Efficient way to use torchtext TabularDataset on large dataset

I found problem when loading torchtext TabularDataset when using large dataset,
It takes too much ram.

I tried to load as given which is too slow to run,

tokenize = lambda x:x.split()
TEXT = data.Field(sequential=True, tokenize=tokenize)
LABEL = data.LabelField()
fields=[('customer_review',  TEXT),('polarity', LABEL)]
train,test = data.TabularDataset.splits(path='.',format='csv', train="/content/drive/My Drive/cleaned_train.csv", test="/content/drive/My Drive/cleaned_test.csv", fields=fields)

Is there any efficient way to load.

1 Like

If your dataset is indeed too large to fit into memory, you need to split it and train using the different “sub-datasets” one after another. In this case, I would actually prepocess the text data completely so that the file already contained the sequences of indexes to speed up the training.

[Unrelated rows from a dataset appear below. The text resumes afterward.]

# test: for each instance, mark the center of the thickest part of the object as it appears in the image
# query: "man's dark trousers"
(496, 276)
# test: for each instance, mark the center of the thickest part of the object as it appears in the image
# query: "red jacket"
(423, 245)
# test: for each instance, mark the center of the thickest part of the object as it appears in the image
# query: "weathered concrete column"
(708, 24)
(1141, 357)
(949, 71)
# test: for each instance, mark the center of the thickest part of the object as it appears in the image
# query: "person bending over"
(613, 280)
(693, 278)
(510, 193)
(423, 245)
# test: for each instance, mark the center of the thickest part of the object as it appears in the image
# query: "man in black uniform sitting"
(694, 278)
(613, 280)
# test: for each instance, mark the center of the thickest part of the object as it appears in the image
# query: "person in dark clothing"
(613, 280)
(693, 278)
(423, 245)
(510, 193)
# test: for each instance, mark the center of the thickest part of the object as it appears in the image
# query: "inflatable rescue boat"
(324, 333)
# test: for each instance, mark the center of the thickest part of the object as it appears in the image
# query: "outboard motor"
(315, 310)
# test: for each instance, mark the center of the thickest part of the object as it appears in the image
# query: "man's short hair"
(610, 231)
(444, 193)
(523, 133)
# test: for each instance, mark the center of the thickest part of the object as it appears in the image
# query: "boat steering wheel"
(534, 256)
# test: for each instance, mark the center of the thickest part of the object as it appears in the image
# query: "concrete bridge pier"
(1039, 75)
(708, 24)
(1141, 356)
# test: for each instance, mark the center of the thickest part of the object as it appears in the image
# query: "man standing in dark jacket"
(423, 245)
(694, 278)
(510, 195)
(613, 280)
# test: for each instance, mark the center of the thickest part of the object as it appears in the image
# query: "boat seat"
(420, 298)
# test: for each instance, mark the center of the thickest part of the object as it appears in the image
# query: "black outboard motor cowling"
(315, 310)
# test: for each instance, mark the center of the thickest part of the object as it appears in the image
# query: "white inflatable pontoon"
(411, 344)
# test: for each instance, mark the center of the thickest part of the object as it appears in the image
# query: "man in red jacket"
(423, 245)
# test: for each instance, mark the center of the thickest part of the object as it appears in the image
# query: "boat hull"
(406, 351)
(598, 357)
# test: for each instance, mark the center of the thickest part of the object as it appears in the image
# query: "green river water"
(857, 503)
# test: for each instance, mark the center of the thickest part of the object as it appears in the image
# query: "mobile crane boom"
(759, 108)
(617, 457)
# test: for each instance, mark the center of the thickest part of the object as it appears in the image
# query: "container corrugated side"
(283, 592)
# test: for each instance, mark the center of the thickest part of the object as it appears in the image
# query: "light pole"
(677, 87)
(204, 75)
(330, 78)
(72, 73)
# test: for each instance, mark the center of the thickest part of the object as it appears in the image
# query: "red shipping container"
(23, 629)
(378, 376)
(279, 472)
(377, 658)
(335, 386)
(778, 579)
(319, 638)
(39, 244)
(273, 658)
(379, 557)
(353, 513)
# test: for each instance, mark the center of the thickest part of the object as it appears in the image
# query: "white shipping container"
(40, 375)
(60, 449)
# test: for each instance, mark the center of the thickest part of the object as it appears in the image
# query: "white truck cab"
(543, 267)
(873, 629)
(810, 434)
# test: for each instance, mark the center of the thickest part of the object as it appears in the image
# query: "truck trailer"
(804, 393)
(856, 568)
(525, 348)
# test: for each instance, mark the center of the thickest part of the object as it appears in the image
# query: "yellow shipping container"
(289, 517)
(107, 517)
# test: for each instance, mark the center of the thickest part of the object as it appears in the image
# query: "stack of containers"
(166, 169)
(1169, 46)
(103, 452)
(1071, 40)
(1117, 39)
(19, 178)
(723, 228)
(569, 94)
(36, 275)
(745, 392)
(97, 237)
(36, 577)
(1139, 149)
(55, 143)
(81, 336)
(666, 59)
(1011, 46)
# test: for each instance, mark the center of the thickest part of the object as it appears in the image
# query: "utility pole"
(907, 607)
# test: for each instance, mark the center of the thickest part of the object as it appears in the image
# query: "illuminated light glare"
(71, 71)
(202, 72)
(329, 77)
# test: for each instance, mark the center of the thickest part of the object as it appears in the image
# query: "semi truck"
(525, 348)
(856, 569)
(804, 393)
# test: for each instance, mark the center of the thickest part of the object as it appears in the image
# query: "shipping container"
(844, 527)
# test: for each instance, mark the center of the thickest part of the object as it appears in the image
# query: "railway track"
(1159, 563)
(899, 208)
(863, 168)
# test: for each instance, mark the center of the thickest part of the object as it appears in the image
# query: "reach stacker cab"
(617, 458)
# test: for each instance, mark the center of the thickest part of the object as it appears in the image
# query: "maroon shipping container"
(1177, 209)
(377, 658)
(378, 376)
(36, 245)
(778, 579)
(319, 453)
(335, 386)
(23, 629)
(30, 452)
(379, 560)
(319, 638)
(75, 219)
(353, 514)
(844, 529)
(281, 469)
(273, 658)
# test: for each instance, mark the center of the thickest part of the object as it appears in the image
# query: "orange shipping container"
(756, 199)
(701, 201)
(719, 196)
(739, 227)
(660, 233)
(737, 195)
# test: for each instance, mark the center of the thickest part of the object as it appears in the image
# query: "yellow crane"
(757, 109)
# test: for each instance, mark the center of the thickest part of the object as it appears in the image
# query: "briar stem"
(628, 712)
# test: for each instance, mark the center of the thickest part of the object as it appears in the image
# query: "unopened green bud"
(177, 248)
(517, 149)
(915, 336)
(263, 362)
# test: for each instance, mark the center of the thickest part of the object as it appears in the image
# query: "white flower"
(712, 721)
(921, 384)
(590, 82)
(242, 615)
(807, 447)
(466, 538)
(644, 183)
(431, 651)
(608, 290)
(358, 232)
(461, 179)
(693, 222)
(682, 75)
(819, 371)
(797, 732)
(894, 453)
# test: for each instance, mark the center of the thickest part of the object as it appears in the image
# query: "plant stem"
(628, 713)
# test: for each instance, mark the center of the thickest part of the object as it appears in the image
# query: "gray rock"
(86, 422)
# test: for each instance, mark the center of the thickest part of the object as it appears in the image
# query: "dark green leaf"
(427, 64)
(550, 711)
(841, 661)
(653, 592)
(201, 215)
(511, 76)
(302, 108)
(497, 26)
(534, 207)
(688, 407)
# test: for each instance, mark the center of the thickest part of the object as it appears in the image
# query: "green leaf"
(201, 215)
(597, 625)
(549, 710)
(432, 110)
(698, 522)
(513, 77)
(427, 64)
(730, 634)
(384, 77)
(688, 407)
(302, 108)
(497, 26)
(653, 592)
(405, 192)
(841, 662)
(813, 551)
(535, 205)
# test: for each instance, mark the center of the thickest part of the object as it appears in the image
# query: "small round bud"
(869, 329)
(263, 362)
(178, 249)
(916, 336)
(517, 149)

Otherwise, you would have to do the preprocessing potentially in each epoch.

As a side comment, when using tokenize = lambda x:x.split() I hope your input text documents have whitespaces before punctuation marks – and after them, which is not a given in user-generated data.

1 Like

Thanks but it is alot of messy doing this.
However , when using through spacy It is running smoothly without taking too much ram.

To run on pytorch I had to split training csv to 5 pieces.